Eu quero simplesmente dizer que ninguém pode jogar só para o gol. Essa é obviamente a fonte da angústia do Romário. Jogar somente pensando no gol é pôr o carro adiante dos bois. No fundo, é um desacato aos processos sociais, uma inversão da lógica dos jogos. O gol decorre da partida, não o contrário. Do mesmo modo, o tal espetáculo do crescimento que representaria o milésimo gol do Brasil não chega com fórmulas políticas feitas com discursos demagógicos, ou com boas intenções. Vêm, isso sim, com ações permeadas de trabalho e coragem. Com muita coragem para pôr a imaginação gerencial para trabalhar, driblando a formidável burocracia administrativa, mental e social; as leis que sustentam privilégios corporativos e de classe, e um estilo de fazer política marcado pela insinceridade – pela concepção segundo a qual, no campo da ‘política’, os fins justificam os meios. Esse gol chega quando se luta contra a rotina dos mais variados nepotismos – dos de família aos ideológicos e partidários que, como mostra conclusivamente este governo, não estão em oposição nem em luta, como rezava a velha cartilha que o Brasil tem sempre o prazer de desmanchar…

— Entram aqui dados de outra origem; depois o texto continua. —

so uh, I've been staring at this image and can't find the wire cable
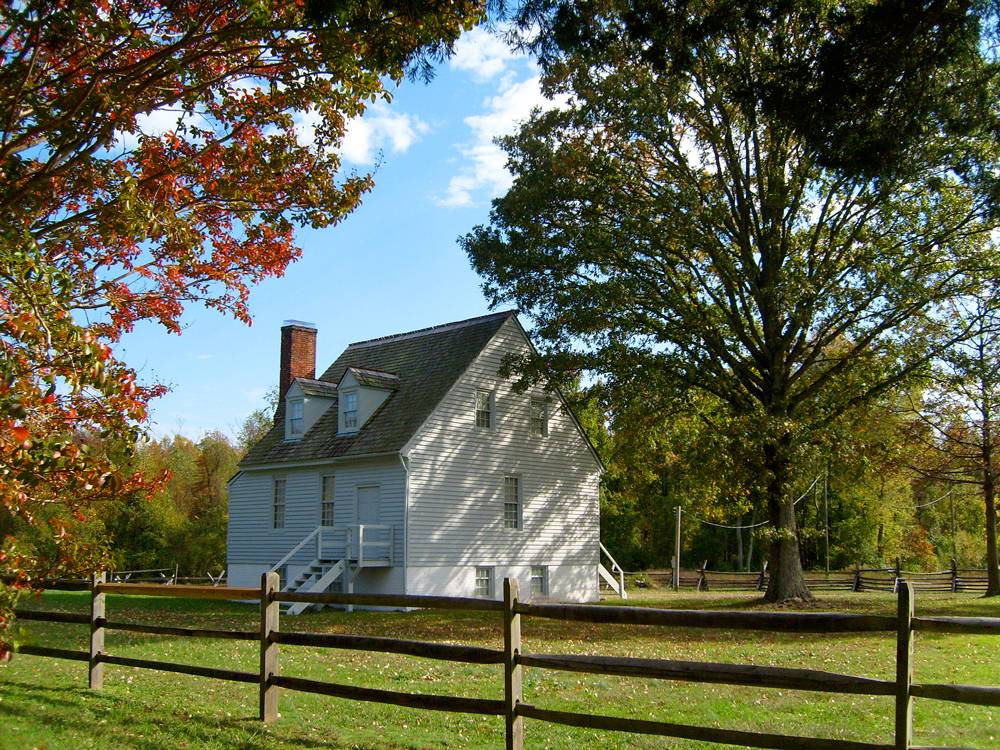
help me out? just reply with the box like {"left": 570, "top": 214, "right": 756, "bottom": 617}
{"left": 683, "top": 475, "right": 822, "bottom": 530}
{"left": 914, "top": 487, "right": 954, "bottom": 509}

– Seriam essas idéias o seu milésimo gol?, pergunta-me um outro poltergeist dando piparotes numa estante. Enquanto uma entidade situada à esquerda da falange que me assalta diz com voz grave e pausada:
– Falar é fácil… Pergunte a quem governa. Coloque-se no lugar dos Romários que chegaram lá e sabem que não é fácil marcar mil gols ou mudar um país, sobretudo quando existem tantos goleiros, traves, juízes comprados e defensores dispostos a fazer tudo para atrapalhar. Isso para não falar da bola que, como você bem diz no seu livro mais recente, corre mais que os homens…
– Mas com esses argumentos – eu grito, lutando pela minha consciência – não se muda nada!
– Ou se muda tudo, replica a voz. Pois o argumento do outro dentro de você é sempre a voz da sabedoria e da inspiração compassiva; é a fala da compreensão mais profunda que conduz a fraternidade. O futebol é interessante, continua o sinistro, porque os jogadores sabem exatamente o que se passa no interior uns dos outros. Essa compreensão profunda dos motivos alheios torna o jogo uma atividade transparente e, eis a surpresa para vocês, brasileiros, sincera! O mito do juiz ladrão é conhecido, a do jogador desonesto é surpreendentemente inexiste num país no qual a esfera pública é atravessada por desonestidade e o jogo político feito com o crédito falso das mais diversas espertezas.
Seria esse o nosso milésimo gol? Esse jogar sabendo que os adversários não têm um plano B, não confundem fins e meios, atuam emoldurados pelo campo da ética, e querem apenas que o vencedor seja mesmo o Brasil?